Here, we use the idea of liminal space, “betwixt and between” worlds (such as daily life and a conventional GP appointment), to understand what happens in the Symptoms Clinic. Our findings suggest that by breaking conventional norms, the extended consultation becomes a liminal space, where customary roles are put aside and transformations are made possible.

In the recognition phase of the intervention, GPs established the possibility of a liminal space. Extended time and active listening allowed the patient’s story to be recognised and their experiences validated. Explanation then used this space to create something new. The GPs worked with patients to construct an acceptable, recognisably medical explanation, usually in terms of somatic and neuro-psychological function. By explaining “unexplained” symptoms in appropriate language the GPs appeared to free patients from the responsibility for causing, or finding the cause of, their symptoms. These explanations were offered as possible, even speculative, rather than definitive, as the GP invited the patient to negotiate or co-construct the explanation. Actions and learning followed from the explanation, and again, were co-constructed with the patient.

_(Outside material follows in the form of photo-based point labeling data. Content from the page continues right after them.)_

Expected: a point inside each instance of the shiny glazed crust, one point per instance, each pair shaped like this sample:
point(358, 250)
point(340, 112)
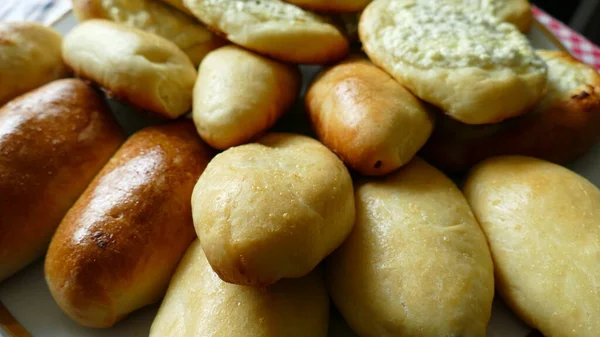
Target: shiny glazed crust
point(542, 222)
point(53, 141)
point(272, 209)
point(154, 17)
point(239, 95)
point(198, 303)
point(563, 127)
point(274, 28)
point(140, 68)
point(118, 246)
point(416, 263)
point(30, 56)
point(361, 113)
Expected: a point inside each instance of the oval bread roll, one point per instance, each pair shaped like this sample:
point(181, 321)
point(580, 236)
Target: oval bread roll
point(335, 6)
point(542, 222)
point(563, 127)
point(198, 303)
point(53, 141)
point(140, 68)
point(118, 246)
point(29, 58)
point(366, 117)
point(475, 68)
point(273, 209)
point(154, 17)
point(274, 28)
point(239, 94)
point(416, 263)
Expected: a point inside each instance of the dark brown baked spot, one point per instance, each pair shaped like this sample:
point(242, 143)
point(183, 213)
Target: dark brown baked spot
point(582, 95)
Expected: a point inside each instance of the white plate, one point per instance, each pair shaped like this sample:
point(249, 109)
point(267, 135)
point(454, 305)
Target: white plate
point(27, 297)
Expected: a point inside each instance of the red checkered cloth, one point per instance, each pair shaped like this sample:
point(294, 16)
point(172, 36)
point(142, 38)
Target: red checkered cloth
point(579, 46)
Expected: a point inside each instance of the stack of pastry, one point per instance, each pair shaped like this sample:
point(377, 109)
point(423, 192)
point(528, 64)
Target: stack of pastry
point(251, 240)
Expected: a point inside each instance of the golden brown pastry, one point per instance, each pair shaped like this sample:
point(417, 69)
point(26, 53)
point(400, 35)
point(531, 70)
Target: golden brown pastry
point(53, 141)
point(118, 246)
point(416, 263)
point(154, 17)
point(29, 58)
point(198, 303)
point(274, 28)
point(542, 222)
point(240, 94)
point(332, 6)
point(272, 209)
point(361, 113)
point(140, 68)
point(179, 5)
point(563, 127)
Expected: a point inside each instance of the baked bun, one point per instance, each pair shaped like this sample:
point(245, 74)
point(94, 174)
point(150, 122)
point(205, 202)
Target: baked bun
point(239, 94)
point(179, 5)
point(542, 223)
point(475, 68)
point(53, 141)
point(30, 55)
point(274, 28)
point(154, 17)
point(140, 68)
point(361, 113)
point(517, 12)
point(118, 246)
point(332, 6)
point(198, 303)
point(562, 127)
point(416, 263)
point(273, 209)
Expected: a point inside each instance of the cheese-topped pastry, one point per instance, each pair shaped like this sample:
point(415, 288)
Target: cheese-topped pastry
point(274, 28)
point(154, 17)
point(474, 67)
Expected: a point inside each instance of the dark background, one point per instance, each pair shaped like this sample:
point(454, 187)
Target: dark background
point(581, 15)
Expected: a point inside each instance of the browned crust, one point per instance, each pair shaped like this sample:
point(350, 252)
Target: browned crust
point(126, 233)
point(365, 157)
point(327, 7)
point(561, 133)
point(329, 58)
point(60, 136)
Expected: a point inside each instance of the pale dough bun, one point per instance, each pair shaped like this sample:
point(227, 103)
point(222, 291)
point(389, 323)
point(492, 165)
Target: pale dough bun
point(140, 68)
point(273, 209)
point(542, 222)
point(416, 263)
point(240, 94)
point(517, 12)
point(53, 141)
point(199, 304)
point(332, 6)
point(563, 126)
point(30, 56)
point(274, 28)
point(119, 245)
point(361, 113)
point(475, 68)
point(154, 17)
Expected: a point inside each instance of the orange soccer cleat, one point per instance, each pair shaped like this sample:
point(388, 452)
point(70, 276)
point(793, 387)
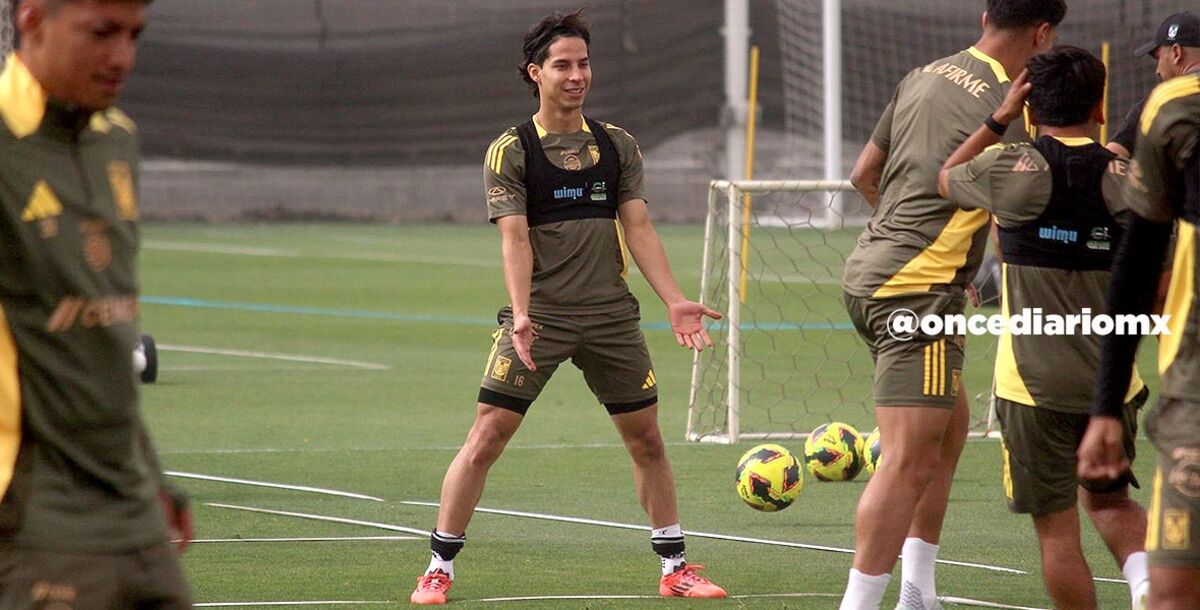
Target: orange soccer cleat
point(431, 588)
point(685, 582)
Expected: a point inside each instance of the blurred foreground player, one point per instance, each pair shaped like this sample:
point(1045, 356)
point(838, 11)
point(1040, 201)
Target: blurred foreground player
point(82, 516)
point(1165, 172)
point(918, 252)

The liminal space observed within these consultations appears important in allowing patients to explore new ways of thinking and doing, without the risk of failure. While all patients described the consultations as giving them time, those who perceived a benefit described a process that had given them new understandings of, and “tools” to manage, their symptoms as they moved forward.



By bending the rules of normal GP consultations, and applying the REAL elements, extended role GPs are able to create a liminal space in which to reframe their symptoms. While it is tempting to think patients are looking for certainty, it appears that indefinite but plausible explanations in this liminal space are both possible and possibly therapeutic.

Submitted by: 
Kate Fryer
Funding acknowledgement: 
This study is funded by the National Institute for Health Research (NIHR) Health Services and Delivery Research (NIHR HS&DR) Programme (project number 15/136/07).The views expressed are those of the author(s) and not necessarily those of the NIHR or the Department of Health and Social Care.